When Mark Zuckerberg, CEO of Facebook, put out a call to America’s high-tech companies to assume some responsibility in spreading Internet access to all people, many human rights departments were left scrambling trying to figure out viable ways to respond.

Zuckerberg’s remarks, presented at the United Nations, centered on his idea that international human law and governments around the world are obliged to make the Internet accessible to everyone. Then he asked technology leaders and companies to get involved as well.

His point, that access to the Internet is a human rights issue, follows a thought-provoking paper released earlier this year by the Center for Technology Innovation at Brookings. The report notes that while 3.1 billion people have access to the Internet, an astonishing 4.2 billion in this world do not. That amounts to 58 per cent.

In other words, more than half the people in the world are shut off from the knowledge, facts, social support, and education that comes from using the Internet. In fact, Zuckerberg cited a study to the effect that if people have access to the Internet, one in 10 will find a way to escape poverty.

It’s not an easy problem to solve because there are many contributing factors to the situation. In some cases it involves taxes, government policies, operational issues in certain countries, prohibitive expense, and general inaccessibility.

Zuckerberg suggests global justice is possible only if everyone has access to the Internet.

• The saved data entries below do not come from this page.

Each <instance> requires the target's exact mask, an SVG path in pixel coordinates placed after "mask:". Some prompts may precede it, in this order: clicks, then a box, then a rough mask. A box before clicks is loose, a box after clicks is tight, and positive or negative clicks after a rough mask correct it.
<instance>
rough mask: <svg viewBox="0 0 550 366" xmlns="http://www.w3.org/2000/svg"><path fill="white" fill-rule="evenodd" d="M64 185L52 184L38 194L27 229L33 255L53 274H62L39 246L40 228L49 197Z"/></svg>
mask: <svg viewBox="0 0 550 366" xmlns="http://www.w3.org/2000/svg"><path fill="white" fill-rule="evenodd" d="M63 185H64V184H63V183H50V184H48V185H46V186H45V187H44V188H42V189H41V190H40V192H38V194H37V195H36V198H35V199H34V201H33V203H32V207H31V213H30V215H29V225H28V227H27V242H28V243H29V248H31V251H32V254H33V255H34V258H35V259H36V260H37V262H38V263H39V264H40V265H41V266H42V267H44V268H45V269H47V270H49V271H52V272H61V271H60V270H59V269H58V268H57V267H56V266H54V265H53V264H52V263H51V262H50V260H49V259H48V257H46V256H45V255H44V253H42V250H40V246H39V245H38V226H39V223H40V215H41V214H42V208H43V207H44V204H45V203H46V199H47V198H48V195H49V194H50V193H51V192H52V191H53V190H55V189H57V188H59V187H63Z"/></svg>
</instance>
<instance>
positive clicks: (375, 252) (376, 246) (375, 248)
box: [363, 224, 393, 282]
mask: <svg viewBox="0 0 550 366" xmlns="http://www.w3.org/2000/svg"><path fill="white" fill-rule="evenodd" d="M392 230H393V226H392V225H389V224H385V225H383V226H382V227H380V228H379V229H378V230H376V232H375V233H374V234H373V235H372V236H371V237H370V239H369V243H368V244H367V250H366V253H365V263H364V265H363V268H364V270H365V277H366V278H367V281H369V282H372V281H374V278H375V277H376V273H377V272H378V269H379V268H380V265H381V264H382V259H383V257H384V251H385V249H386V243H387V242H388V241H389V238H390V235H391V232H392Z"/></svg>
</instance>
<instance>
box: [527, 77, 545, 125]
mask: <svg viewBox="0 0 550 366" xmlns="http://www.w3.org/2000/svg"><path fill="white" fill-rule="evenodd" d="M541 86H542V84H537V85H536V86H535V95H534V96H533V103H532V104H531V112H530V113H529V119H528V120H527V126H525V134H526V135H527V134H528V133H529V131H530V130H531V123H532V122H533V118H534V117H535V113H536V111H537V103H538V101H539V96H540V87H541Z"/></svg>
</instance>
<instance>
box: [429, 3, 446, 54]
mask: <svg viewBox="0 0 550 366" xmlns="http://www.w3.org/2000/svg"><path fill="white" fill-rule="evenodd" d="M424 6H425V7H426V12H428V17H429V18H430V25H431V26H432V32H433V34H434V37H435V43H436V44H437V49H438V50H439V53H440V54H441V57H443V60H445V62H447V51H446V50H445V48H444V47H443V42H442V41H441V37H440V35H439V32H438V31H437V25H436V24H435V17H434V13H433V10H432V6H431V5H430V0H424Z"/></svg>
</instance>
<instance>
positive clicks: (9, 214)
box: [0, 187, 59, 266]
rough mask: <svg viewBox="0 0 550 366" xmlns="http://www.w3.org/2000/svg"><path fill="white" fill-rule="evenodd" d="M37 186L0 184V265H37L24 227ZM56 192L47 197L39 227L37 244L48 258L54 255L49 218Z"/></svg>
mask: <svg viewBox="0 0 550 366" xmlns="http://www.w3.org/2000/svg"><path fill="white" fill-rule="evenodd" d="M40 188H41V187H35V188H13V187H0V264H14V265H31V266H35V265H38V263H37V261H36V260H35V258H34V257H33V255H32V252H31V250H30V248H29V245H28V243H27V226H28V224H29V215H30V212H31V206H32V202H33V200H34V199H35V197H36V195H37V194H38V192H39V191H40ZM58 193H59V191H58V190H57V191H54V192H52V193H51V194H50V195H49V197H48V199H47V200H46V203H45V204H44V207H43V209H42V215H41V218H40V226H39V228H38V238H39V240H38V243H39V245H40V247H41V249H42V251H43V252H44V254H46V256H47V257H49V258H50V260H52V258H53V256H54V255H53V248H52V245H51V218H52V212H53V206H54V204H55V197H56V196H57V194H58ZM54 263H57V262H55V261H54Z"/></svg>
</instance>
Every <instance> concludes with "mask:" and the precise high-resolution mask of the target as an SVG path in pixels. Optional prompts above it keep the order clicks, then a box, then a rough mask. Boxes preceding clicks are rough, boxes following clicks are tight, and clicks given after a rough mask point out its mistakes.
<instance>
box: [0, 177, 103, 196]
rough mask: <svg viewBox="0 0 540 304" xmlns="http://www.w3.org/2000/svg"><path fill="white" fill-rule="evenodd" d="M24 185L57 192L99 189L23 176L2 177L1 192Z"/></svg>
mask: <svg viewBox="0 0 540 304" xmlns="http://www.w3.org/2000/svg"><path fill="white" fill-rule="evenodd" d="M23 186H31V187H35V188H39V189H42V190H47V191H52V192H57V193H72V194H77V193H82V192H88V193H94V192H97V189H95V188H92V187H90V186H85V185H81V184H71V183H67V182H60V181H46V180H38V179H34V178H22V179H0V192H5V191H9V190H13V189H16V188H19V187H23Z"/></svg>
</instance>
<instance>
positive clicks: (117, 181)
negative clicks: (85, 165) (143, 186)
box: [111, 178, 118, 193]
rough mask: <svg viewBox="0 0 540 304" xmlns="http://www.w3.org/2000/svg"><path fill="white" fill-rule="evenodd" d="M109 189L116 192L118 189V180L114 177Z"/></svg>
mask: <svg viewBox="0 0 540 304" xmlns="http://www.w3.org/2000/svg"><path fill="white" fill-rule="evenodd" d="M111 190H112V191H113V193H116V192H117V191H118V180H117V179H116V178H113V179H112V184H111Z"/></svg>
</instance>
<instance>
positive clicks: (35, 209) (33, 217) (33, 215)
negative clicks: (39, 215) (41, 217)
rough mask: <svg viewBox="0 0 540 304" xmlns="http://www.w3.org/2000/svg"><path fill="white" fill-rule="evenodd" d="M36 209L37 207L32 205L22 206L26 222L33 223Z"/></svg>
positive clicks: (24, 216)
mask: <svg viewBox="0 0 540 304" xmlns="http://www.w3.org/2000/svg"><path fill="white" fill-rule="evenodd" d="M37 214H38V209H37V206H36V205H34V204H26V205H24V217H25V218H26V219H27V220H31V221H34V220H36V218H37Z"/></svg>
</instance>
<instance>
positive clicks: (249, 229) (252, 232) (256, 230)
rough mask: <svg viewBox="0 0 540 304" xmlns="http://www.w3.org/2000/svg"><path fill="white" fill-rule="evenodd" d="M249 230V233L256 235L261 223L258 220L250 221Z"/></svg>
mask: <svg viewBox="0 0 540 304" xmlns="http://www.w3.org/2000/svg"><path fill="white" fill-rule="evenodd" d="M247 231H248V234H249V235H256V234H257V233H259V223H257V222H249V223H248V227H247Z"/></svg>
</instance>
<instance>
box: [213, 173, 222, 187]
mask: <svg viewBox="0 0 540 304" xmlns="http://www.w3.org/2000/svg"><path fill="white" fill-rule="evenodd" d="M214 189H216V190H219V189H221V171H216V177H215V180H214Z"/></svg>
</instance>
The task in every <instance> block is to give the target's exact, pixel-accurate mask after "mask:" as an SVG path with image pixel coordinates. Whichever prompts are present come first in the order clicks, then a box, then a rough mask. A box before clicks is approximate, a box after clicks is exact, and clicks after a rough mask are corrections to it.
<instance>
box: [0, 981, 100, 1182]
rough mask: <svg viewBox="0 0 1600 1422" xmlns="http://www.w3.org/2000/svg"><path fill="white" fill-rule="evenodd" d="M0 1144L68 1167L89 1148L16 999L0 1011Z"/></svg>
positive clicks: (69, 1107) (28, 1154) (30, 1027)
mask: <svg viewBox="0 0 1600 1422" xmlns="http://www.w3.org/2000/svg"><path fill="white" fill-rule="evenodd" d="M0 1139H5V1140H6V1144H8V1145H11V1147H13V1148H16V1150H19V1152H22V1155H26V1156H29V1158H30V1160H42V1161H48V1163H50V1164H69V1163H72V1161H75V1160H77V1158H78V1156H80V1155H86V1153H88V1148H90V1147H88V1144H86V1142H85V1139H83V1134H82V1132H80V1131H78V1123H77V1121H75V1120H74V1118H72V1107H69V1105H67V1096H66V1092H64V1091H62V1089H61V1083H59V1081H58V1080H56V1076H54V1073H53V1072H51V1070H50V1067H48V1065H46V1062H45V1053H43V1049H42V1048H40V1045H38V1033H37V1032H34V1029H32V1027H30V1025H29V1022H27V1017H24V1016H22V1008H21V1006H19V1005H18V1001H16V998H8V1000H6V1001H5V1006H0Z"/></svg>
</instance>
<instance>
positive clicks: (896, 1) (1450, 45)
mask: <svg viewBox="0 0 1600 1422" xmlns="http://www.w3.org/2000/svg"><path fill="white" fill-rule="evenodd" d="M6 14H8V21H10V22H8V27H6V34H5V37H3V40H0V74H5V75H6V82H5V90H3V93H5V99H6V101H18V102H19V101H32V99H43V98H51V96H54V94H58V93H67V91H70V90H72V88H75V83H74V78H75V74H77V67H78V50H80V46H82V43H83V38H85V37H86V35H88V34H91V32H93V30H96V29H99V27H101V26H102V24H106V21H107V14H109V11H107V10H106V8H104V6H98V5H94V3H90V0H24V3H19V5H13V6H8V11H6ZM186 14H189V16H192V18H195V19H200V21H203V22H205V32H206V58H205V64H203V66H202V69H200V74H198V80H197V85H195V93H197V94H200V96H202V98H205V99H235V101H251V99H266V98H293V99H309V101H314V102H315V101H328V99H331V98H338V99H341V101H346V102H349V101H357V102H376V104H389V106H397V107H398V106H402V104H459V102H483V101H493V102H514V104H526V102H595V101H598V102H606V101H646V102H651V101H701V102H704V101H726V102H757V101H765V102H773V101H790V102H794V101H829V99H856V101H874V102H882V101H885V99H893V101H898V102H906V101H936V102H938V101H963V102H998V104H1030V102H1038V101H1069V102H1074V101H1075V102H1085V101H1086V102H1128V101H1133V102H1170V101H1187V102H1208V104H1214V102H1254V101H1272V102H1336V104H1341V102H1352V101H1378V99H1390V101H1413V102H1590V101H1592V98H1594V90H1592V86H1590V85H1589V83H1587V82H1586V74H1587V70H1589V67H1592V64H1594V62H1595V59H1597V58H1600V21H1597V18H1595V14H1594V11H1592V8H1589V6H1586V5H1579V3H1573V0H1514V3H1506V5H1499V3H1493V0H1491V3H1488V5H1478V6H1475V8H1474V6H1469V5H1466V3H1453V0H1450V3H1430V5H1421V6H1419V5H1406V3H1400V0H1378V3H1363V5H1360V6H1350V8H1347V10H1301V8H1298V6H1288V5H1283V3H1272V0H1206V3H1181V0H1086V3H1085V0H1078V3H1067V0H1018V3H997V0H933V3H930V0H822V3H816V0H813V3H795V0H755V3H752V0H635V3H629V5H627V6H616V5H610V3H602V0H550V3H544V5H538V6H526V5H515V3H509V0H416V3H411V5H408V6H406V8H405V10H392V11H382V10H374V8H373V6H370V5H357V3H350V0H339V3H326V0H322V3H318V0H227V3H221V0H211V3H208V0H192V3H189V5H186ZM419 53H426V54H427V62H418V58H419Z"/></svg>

He sees it as a basic human right, like water and food.

Whether or not your company agrees with him, more and more technology leaders are questioning their responsibilities within their own firm to ensure that every employee has an opportunity to learn Internet search skills and to be able to take training online.

You may not be able to solve a global problem, but you can contribute to spreading Internet knowledge within your own organization. At the end of the day, the question is how much training money is allocated to supporting staff who still need to acquire basic Internet skills?